Je voudrais sur ce point vous rassurer, si cela est possible. L'accord de
méthode ne remet en rien en cause l'ordre public social. Il ne remet en cause
ni le droit du comité d'entreprise à être consulté sur le projet de
restructuration et sur les mesures du plan social, ni son droit de formuler des
propositions alternatives, ni les prérogatives de l'administration, évidemment,
et encore moins les obligations concernant le contenu et la qualité des mesures
sociales.
Ce sont bien ces principes qui sont d'ordre public social, et non pas les
modalités de leur mise en oeuvre, qui peuvent effectivement faire l'objet
d'expérimentations, d'accords dérogatoires.
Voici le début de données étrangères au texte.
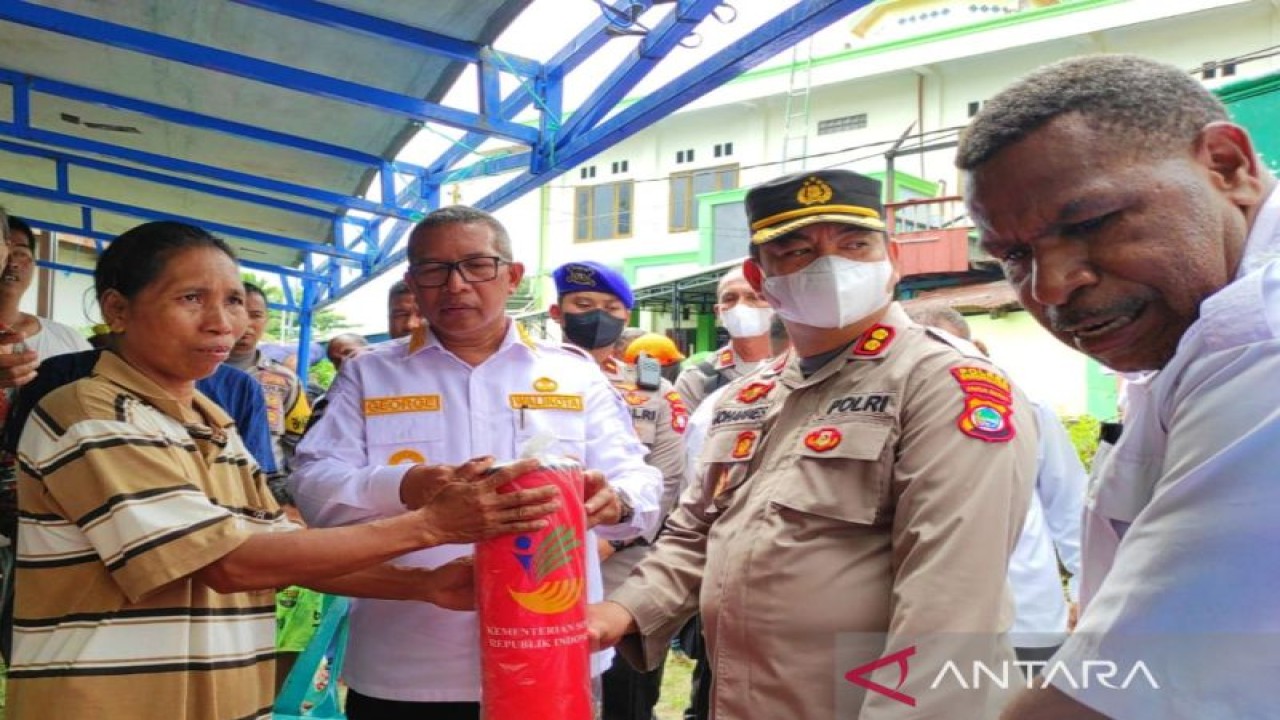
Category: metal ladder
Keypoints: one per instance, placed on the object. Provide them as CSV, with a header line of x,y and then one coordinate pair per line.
x,y
795,131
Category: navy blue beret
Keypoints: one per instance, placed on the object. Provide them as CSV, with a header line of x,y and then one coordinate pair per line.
x,y
592,277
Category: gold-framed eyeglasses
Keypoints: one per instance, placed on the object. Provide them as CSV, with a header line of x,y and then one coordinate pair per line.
x,y
471,269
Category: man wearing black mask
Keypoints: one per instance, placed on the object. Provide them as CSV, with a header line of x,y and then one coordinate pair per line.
x,y
594,305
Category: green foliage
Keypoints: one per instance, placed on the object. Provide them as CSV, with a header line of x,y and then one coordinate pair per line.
x,y
1083,431
324,323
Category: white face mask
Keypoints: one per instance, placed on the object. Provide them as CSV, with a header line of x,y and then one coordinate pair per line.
x,y
831,292
744,320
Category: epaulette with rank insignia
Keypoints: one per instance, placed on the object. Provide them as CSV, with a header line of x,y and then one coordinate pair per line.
x,y
874,341
577,350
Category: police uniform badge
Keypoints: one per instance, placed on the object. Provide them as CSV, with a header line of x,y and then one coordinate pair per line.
x,y
988,405
753,392
814,191
744,445
823,440
581,274
679,411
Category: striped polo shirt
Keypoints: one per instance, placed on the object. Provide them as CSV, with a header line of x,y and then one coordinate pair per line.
x,y
123,495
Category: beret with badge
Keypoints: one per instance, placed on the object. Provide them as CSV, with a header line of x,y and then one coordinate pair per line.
x,y
590,276
792,201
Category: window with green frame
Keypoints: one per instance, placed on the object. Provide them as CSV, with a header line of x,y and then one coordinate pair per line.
x,y
685,188
603,212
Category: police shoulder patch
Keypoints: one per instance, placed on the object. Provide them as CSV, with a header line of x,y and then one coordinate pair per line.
x,y
988,404
679,411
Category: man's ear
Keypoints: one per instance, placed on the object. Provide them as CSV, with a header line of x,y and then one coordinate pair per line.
x,y
1226,150
115,309
753,273
515,273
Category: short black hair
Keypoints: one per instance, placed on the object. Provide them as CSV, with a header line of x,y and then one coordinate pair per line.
x,y
462,214
137,258
18,224
1152,105
942,317
401,287
250,288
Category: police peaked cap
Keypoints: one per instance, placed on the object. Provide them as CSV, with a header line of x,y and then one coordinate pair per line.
x,y
590,276
792,201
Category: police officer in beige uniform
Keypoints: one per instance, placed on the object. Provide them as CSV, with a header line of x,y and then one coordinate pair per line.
x,y
745,315
594,305
860,499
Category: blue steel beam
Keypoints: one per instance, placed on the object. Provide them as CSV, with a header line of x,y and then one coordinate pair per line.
x,y
103,240
65,160
679,23
167,113
263,71
784,31
188,167
568,58
382,28
574,54
133,212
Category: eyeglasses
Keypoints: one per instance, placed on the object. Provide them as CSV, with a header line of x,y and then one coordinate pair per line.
x,y
472,270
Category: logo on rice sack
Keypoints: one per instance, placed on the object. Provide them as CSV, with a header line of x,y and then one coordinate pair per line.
x,y
542,560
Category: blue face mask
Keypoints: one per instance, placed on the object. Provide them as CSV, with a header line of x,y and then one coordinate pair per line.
x,y
593,329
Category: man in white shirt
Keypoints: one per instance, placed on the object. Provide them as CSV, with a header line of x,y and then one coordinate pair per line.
x,y
466,383
1139,226
41,337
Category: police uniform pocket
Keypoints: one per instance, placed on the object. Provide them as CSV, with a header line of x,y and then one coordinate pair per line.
x,y
565,429
405,438
727,456
839,472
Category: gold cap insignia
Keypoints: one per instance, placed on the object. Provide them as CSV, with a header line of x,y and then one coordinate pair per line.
x,y
580,274
814,191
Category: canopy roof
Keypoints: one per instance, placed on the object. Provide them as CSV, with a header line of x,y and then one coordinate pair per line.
x,y
277,123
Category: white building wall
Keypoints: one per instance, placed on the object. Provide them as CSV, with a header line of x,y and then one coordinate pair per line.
x,y
931,86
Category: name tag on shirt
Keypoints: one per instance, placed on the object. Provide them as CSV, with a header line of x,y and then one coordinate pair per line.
x,y
529,401
402,404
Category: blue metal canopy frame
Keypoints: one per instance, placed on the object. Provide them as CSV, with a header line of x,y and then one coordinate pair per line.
x,y
365,233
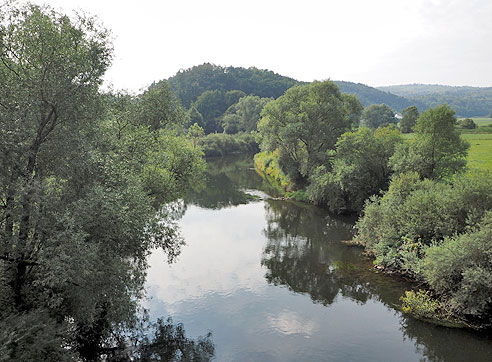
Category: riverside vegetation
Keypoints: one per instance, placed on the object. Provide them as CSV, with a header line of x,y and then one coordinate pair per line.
x,y
420,212
90,183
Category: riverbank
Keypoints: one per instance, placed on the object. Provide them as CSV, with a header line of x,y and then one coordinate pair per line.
x,y
433,232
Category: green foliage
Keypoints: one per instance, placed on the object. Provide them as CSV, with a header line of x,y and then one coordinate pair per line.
x,y
190,83
409,119
244,115
466,101
377,115
221,144
460,269
466,123
359,169
422,305
414,214
304,124
436,151
211,105
266,164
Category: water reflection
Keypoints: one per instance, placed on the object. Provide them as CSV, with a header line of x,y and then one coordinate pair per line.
x,y
273,282
231,181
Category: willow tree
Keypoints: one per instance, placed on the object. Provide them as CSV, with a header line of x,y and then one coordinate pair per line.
x,y
304,124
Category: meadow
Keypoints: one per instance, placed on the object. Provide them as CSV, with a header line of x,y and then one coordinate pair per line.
x,y
480,153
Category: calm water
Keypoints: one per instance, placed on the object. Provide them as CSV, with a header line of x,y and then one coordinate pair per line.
x,y
272,281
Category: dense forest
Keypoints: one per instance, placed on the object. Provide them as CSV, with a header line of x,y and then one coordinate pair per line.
x,y
89,184
466,101
369,95
91,181
420,212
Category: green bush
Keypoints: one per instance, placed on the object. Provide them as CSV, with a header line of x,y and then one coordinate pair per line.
x,y
460,269
221,144
466,123
423,212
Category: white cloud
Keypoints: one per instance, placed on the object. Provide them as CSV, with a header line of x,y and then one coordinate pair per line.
x,y
374,42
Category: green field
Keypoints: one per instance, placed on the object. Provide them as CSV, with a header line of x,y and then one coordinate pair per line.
x,y
480,153
480,121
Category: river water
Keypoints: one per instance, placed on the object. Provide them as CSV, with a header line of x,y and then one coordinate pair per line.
x,y
272,281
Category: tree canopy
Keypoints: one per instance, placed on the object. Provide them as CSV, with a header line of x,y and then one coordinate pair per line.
x,y
190,83
437,151
85,190
377,115
304,124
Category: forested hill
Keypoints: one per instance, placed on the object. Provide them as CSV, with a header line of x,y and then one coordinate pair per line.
x,y
369,95
466,101
190,83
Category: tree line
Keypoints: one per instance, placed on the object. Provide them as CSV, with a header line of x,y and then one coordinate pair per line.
x,y
420,211
89,183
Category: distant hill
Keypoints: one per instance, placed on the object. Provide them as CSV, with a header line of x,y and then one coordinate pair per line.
x,y
190,83
369,95
466,101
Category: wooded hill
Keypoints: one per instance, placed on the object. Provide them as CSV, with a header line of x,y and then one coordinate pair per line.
x,y
189,84
466,101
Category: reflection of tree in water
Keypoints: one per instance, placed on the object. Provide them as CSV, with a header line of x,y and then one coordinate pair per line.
x,y
227,178
305,254
434,342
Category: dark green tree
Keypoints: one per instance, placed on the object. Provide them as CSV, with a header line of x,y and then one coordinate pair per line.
x,y
437,151
158,108
80,207
304,125
359,169
377,115
466,123
409,119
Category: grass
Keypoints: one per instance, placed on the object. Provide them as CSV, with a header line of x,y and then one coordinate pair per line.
x,y
480,152
480,121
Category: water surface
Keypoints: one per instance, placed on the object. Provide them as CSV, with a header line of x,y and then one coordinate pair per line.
x,y
272,281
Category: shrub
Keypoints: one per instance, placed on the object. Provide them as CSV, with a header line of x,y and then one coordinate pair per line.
x,y
460,269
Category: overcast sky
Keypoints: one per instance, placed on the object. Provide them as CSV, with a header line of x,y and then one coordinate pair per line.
x,y
375,42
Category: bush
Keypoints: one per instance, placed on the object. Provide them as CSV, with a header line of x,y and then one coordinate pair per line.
x,y
460,269
266,164
466,123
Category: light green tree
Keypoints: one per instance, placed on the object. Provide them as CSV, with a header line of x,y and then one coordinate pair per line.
x,y
377,115
244,115
409,119
304,125
78,187
437,151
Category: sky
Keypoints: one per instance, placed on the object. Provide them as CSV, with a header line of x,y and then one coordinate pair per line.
x,y
375,42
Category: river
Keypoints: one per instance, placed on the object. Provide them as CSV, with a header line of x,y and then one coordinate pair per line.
x,y
272,281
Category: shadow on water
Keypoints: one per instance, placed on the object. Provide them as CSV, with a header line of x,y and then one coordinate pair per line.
x,y
304,253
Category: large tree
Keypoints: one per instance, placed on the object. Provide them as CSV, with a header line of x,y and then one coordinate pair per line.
x,y
437,151
81,191
244,115
409,119
304,124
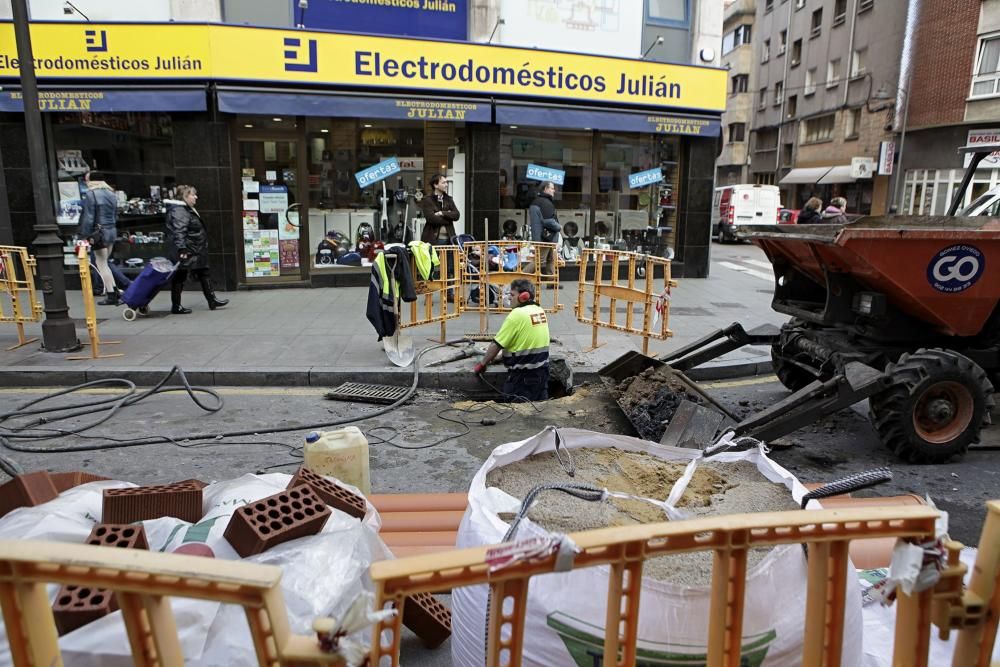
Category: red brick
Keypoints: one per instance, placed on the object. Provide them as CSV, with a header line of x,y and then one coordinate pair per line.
x,y
285,516
332,493
28,490
181,500
427,618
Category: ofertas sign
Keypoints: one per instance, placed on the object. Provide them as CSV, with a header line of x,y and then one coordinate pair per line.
x,y
538,173
176,51
644,178
377,172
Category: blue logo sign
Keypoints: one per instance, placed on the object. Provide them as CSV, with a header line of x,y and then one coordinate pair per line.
x,y
96,40
437,19
292,56
644,178
377,172
956,268
538,173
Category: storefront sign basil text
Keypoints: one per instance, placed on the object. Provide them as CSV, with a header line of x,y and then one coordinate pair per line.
x,y
643,178
538,173
956,268
178,51
377,172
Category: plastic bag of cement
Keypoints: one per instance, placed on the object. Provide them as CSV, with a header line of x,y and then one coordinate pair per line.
x,y
565,620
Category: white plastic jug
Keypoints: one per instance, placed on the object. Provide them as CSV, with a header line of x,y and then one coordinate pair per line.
x,y
342,454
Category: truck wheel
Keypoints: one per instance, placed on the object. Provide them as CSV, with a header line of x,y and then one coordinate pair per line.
x,y
789,374
935,407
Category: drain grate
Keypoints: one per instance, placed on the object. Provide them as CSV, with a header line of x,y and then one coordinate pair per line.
x,y
358,392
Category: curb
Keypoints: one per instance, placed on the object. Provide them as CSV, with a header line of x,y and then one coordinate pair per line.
x,y
461,380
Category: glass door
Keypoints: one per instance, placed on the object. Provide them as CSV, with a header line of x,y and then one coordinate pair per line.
x,y
271,210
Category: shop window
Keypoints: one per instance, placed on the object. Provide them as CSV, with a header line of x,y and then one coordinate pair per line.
x,y
815,130
135,153
816,25
986,78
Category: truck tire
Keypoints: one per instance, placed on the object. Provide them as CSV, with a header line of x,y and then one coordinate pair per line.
x,y
789,374
935,407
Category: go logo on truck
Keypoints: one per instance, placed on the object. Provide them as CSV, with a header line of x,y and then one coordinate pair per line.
x,y
956,268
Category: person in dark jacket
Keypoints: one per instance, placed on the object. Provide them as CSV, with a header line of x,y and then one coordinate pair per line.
x,y
834,213
99,225
188,239
809,215
545,225
440,215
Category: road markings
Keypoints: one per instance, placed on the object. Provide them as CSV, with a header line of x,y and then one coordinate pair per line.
x,y
753,272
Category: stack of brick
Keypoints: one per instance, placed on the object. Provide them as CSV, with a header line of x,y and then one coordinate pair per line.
x,y
181,500
76,606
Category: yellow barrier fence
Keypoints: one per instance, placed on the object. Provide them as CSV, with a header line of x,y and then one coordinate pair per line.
x,y
624,550
481,273
646,298
432,304
89,309
17,281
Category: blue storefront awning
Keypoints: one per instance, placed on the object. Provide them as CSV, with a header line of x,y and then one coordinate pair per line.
x,y
134,99
355,106
597,119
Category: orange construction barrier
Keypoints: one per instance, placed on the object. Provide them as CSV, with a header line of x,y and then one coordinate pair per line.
x,y
647,300
17,281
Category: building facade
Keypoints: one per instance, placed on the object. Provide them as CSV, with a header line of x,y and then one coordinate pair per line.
x,y
733,165
955,101
825,95
273,125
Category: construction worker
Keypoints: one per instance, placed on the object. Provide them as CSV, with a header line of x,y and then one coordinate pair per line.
x,y
524,340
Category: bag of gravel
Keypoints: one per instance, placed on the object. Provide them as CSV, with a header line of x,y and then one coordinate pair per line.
x,y
564,623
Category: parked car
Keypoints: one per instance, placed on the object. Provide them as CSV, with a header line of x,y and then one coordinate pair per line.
x,y
736,205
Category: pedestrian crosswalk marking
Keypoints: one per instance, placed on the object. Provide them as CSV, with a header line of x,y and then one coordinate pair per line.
x,y
753,272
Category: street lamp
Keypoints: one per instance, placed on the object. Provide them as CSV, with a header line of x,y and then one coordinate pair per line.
x,y
58,330
659,40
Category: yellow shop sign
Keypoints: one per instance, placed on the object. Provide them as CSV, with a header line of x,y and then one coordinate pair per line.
x,y
237,53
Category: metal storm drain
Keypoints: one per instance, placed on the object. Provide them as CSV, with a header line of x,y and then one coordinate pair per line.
x,y
358,392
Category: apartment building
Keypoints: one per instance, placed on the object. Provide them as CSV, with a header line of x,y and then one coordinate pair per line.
x,y
733,164
827,79
954,101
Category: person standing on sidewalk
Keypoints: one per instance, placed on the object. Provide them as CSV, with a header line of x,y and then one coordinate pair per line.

Ces derniers sont limités dans le
temps à deux ans et trouveront naturellement leur aboutissement, positif ou
négatif, dans le texte final que le Gouvernement vous soumettra après la
négociation.
Enfin - et c'est le dernier élément de votre argumentation, monsieur Fischer
-, vous dites que la négociation n'aura pas lieu parce que, finalement,
personne ne voudra négocier. Je ne le crois pas. Je reconnais que nous prenons
un risque en nous engageant dans cette voie ; c'est d'ailleurs ce qui me fait
dire que la suspension est plus courageuse que l'abrogration, car elle va nous
obliger dans dix-huit mois à revenir devant le Parlement, alors que nous
aurions pu abroger cette disposition et ne pas poursuivre ce débat
difficile.
Je suis convaincu que nous allons obtenir l'ouverture de ces négociations.
Nous n'avons pas d'autre choix que de conduire les partenaires sociaux vers de
nouvelles négociations sur la formation professionnelle, le droit des
licenciements, les conditions de la démocratie sociale, parce que c'est la
condition de l'évolution de notre système économique et social.
Je propose au Sénat, dans ces conditions, de repousser la question
préalable.
M. le président.
La parole est à M. Gilbert Chabroux, pour explication de vote.
M. Gilbert Chabroux.
La démonstration de notre collègue Guy Fischer a été claire et probante. Le
groupe CRC et le groupe socialiste aboutissent à la même conclusion : ce projet
de loi est dangereux. Par conséquent, nous voterons la motion tendant à opposer
la question préalable.
M. le président.
La parole est à M. François Zocchetto, pour explication de vote.
M. François Zocchetto.
Il est urgent de modifier la loi du 17 janvier 2002, tout d'abord parce que ce
texte a déjà produit trop d'effets négatifs en termes d'emploi depuis quelques
mois, ensuite parce qu'il est impératif de relancer le dialogue social.
Nous voterons donc contre la motion tendant à opposer la question
préalable.
M. le président.
Je mets aux voix la motion n° 32, tendant à opposer la question préalable.
Je rappelle que l'adoption de cette motion entraînerait le rejet du projet de
loi.
(La motion n'est pas adoptée.)
M. le président.
En conséquence, nous passons à la discussion des articles.